悪魔な義理弟《ボディーガード》~ヤンキー校最凶犬男子の独占欲が強過ぎる~
番外編② 美南ちゃんの恋人探し
「いいか、お前ら!覚悟は出来てるな!?ここで怯んでる奴いたらぶっ飛ばすぞ!!」
「んなわけねーだろ!こっちは全員潰すつもりだ!」
「有り金は全部かき集めろ!なんなら資材は他のところから奪え!」
「百万円は俺らのものだぁぁ!」
今日は珍しくクラス全員が揃い、皆白熱した討論(?)を繰り広げている。
「えー……皆さん。ご承知のとおりだと思いますが、暴力行為は失格となります。勿論強奪は論外ですよー」
そんな怒号が飛び交う中、終始冷静な担任の先生は教壇の脇に立って静かに突っ込む。
その佇まいは小柄だけど、なかなかの貫禄があり、私は感心しながらその光景を眺めていた。
季節は灼熱の夏が通り過ぎ、紅葉が色付き始める頃。
今年もやってきた、文化祭シーズン。
けど、ここは荒れに荒れまくったヤンキー校なので、殆どの生徒は文化祭に対する熱がなく、屋台は申し訳程度にしか出ない。
それどころか、ここぞとばかりに他校生の不良達が押し寄せてきて、毎度実力試しの格闘大会となってしまう。
それを見兼ねた校長先生は、今年こそは文化祭を盛り上げようと、ある大きな決断をした。
それは、出し物で最高売上を出したクラスには賞金百万円を贈呈するとのこと。
しかも、その百万円は宝くじで当てたもので、そのまま生徒に捧げるというから驚きだ。
その甲斐あって、全校生徒は今までにない程一致団結し、皆本気で文化祭を盛り上げようと一念発起している。
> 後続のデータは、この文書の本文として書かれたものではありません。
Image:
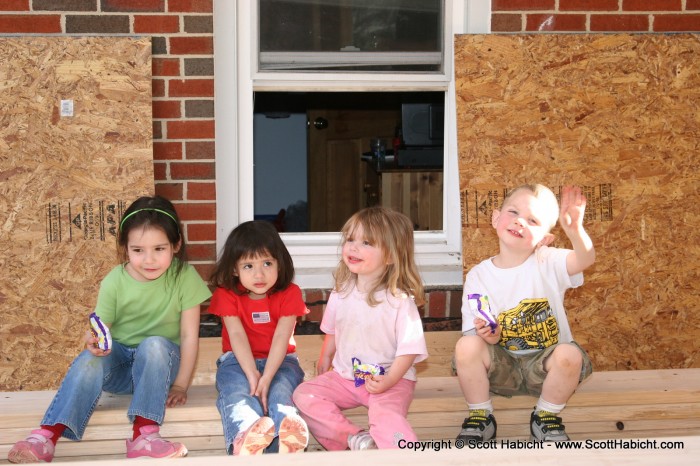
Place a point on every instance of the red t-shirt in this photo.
(258, 316)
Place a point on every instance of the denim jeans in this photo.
(239, 410)
(146, 371)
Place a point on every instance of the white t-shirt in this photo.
(374, 335)
(527, 300)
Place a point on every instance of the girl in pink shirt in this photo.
(374, 335)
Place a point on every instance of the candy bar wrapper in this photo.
(479, 304)
(362, 372)
(101, 332)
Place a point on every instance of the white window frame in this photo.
(315, 255)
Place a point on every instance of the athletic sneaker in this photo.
(479, 427)
(151, 445)
(37, 448)
(546, 427)
(256, 438)
(361, 441)
(294, 434)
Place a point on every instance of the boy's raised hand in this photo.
(573, 206)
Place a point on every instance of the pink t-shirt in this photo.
(374, 335)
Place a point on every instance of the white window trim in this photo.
(236, 78)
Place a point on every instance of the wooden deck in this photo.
(660, 405)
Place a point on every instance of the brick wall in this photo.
(183, 91)
(183, 84)
(595, 15)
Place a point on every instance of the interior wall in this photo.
(75, 150)
(617, 114)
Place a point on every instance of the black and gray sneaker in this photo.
(546, 427)
(480, 426)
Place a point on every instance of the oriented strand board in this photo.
(75, 149)
(619, 115)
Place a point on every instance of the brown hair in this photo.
(544, 195)
(250, 239)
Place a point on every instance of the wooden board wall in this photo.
(64, 181)
(618, 114)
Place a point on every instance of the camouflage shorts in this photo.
(511, 375)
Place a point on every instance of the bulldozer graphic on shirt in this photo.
(528, 326)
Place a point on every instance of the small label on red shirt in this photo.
(261, 317)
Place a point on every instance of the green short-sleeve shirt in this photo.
(135, 310)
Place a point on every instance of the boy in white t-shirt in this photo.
(528, 348)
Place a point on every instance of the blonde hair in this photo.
(392, 232)
(546, 197)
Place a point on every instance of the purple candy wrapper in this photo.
(362, 372)
(101, 332)
(479, 304)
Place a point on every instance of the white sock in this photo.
(486, 406)
(544, 405)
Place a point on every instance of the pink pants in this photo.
(321, 401)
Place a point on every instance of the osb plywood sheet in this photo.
(618, 115)
(75, 147)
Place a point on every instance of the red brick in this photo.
(547, 23)
(189, 212)
(191, 88)
(677, 23)
(611, 23)
(165, 67)
(14, 5)
(651, 5)
(505, 5)
(199, 150)
(30, 23)
(194, 129)
(133, 5)
(172, 191)
(506, 23)
(64, 5)
(191, 6)
(156, 24)
(160, 171)
(197, 45)
(97, 24)
(201, 252)
(192, 171)
(158, 87)
(167, 151)
(588, 5)
(166, 109)
(201, 232)
(201, 191)
(157, 130)
(437, 304)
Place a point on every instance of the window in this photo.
(360, 35)
(239, 77)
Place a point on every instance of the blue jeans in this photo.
(146, 371)
(239, 410)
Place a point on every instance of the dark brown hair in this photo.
(152, 212)
(250, 239)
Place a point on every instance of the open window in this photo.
(246, 84)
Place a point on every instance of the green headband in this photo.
(121, 225)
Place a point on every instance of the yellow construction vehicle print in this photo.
(529, 325)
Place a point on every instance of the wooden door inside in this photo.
(340, 128)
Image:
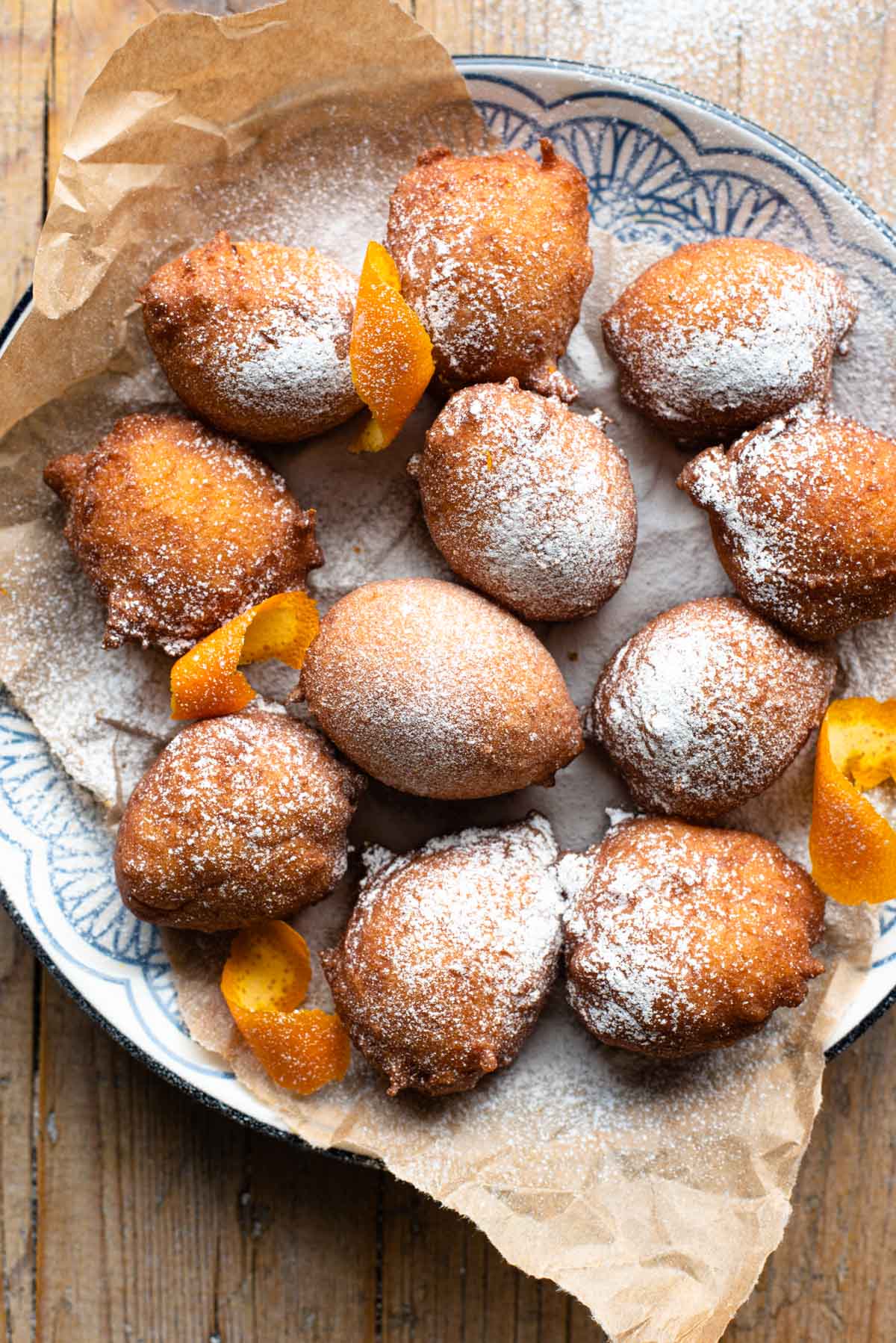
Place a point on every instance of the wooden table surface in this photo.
(129, 1213)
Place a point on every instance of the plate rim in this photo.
(467, 63)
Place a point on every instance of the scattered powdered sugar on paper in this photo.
(558, 1141)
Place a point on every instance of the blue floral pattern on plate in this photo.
(660, 166)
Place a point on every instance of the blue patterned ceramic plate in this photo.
(662, 166)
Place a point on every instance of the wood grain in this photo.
(156, 1220)
(16, 1141)
(160, 1220)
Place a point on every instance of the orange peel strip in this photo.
(264, 984)
(206, 684)
(390, 352)
(850, 844)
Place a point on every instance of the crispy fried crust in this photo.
(494, 255)
(726, 333)
(240, 818)
(449, 955)
(254, 338)
(437, 692)
(707, 705)
(682, 939)
(528, 501)
(803, 521)
(179, 530)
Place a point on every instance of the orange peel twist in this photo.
(390, 352)
(206, 684)
(265, 981)
(850, 844)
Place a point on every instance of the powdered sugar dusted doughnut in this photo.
(254, 338)
(179, 530)
(494, 255)
(240, 818)
(707, 705)
(803, 518)
(726, 333)
(449, 955)
(682, 939)
(437, 692)
(528, 501)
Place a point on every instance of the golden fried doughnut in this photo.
(494, 255)
(803, 520)
(179, 530)
(449, 955)
(254, 338)
(707, 705)
(528, 501)
(435, 691)
(682, 939)
(723, 335)
(240, 818)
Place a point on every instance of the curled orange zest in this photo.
(852, 846)
(390, 353)
(206, 683)
(264, 984)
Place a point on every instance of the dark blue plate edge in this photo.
(473, 63)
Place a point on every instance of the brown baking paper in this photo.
(650, 1191)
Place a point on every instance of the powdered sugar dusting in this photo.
(450, 952)
(724, 333)
(240, 818)
(675, 944)
(528, 501)
(437, 692)
(707, 705)
(255, 336)
(802, 506)
(494, 258)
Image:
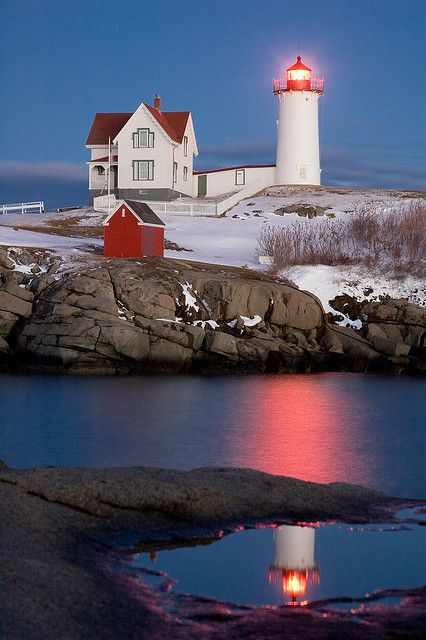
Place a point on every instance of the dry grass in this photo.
(370, 236)
(69, 227)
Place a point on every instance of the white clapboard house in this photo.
(148, 154)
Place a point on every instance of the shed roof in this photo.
(108, 125)
(141, 210)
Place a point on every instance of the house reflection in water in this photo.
(294, 566)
こんなヤンキー校にそこまで献身的になれるなんて、なんて素晴らしい人なんだろうと。
尊敬の念を抱きながら、私は黒板に書き出された出し物リストに目を向けた。
鉄板屋、お化け屋敷、射的屋、喫茶店などなど。
暴力行為が禁止されているため、出てくる案は皆健全なものばかり。
これでようやく普通の文化祭を味わえると思うと、期待値がどんどんと膨らみ、思わず頬が緩んでしまう。
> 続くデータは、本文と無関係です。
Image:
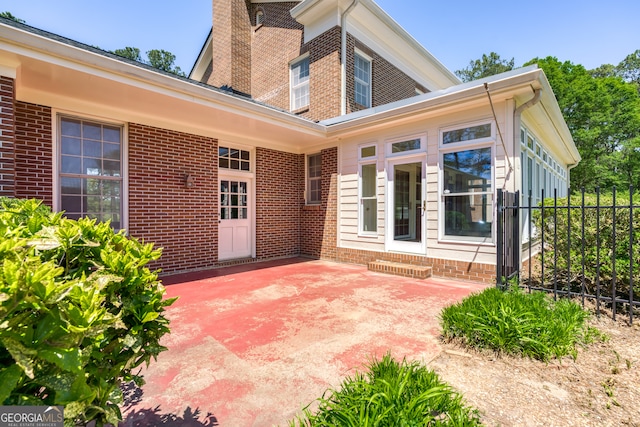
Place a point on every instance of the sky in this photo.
(586, 32)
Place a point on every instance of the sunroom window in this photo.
(468, 194)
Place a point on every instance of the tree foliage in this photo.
(132, 53)
(602, 112)
(79, 311)
(488, 65)
(601, 108)
(157, 58)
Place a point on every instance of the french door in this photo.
(406, 204)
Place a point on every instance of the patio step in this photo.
(400, 269)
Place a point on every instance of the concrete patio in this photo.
(252, 345)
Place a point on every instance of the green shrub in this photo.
(595, 250)
(391, 394)
(79, 312)
(519, 323)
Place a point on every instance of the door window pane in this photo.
(369, 202)
(90, 172)
(407, 199)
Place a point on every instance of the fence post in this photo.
(499, 241)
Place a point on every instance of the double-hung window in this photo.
(368, 209)
(467, 187)
(314, 179)
(362, 79)
(300, 84)
(90, 171)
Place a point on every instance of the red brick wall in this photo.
(389, 84)
(324, 75)
(7, 131)
(265, 51)
(279, 194)
(161, 209)
(33, 152)
(231, 45)
(462, 270)
(318, 236)
(275, 43)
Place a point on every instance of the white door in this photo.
(406, 206)
(235, 234)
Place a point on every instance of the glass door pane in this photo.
(407, 202)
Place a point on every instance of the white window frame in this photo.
(293, 87)
(309, 179)
(367, 161)
(390, 142)
(56, 117)
(359, 82)
(450, 146)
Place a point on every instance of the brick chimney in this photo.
(231, 40)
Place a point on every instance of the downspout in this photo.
(343, 58)
(517, 119)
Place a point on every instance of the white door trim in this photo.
(392, 245)
(230, 175)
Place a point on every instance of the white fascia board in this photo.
(413, 49)
(23, 43)
(501, 86)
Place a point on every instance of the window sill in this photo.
(312, 207)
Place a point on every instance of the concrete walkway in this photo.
(252, 345)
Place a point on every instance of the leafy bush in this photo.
(519, 323)
(391, 394)
(79, 312)
(604, 247)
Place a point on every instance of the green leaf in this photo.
(9, 378)
(67, 359)
(148, 317)
(21, 355)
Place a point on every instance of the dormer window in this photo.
(299, 84)
(362, 79)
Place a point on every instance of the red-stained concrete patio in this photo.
(251, 345)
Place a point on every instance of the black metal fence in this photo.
(585, 245)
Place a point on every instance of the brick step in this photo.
(400, 269)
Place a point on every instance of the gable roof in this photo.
(375, 28)
(56, 71)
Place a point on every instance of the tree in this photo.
(157, 58)
(602, 112)
(488, 65)
(132, 53)
(629, 68)
(9, 15)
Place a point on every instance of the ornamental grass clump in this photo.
(79, 312)
(518, 323)
(391, 394)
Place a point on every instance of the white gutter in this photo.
(343, 58)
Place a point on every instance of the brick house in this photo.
(313, 128)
「それでは、これから出し物の投票にうつります。皆さん一人一票ですよ。不正はしないで下さいね」
それから、ある程度案が出揃ったところで、先生は白い紙を配った後にやんわりと念を押してきた。
うーん。
どうしよう。
投票用紙が回ってきて、私は黒板と睨めっこしながら頭をフル回転させる。
鉄板屋は面白そうだけど、煙が気になるし。
お化け屋敷は暫く控えたいし。
射的屋は珍しいから興味を引くけど、そのうち物じゃないものが標的にされそうで少し怖いし。
そうなると、ここは無難に喫茶店がいいかなと。
答えが決まった私はスラスラとペンを走らせ、投票箱に票を入れた。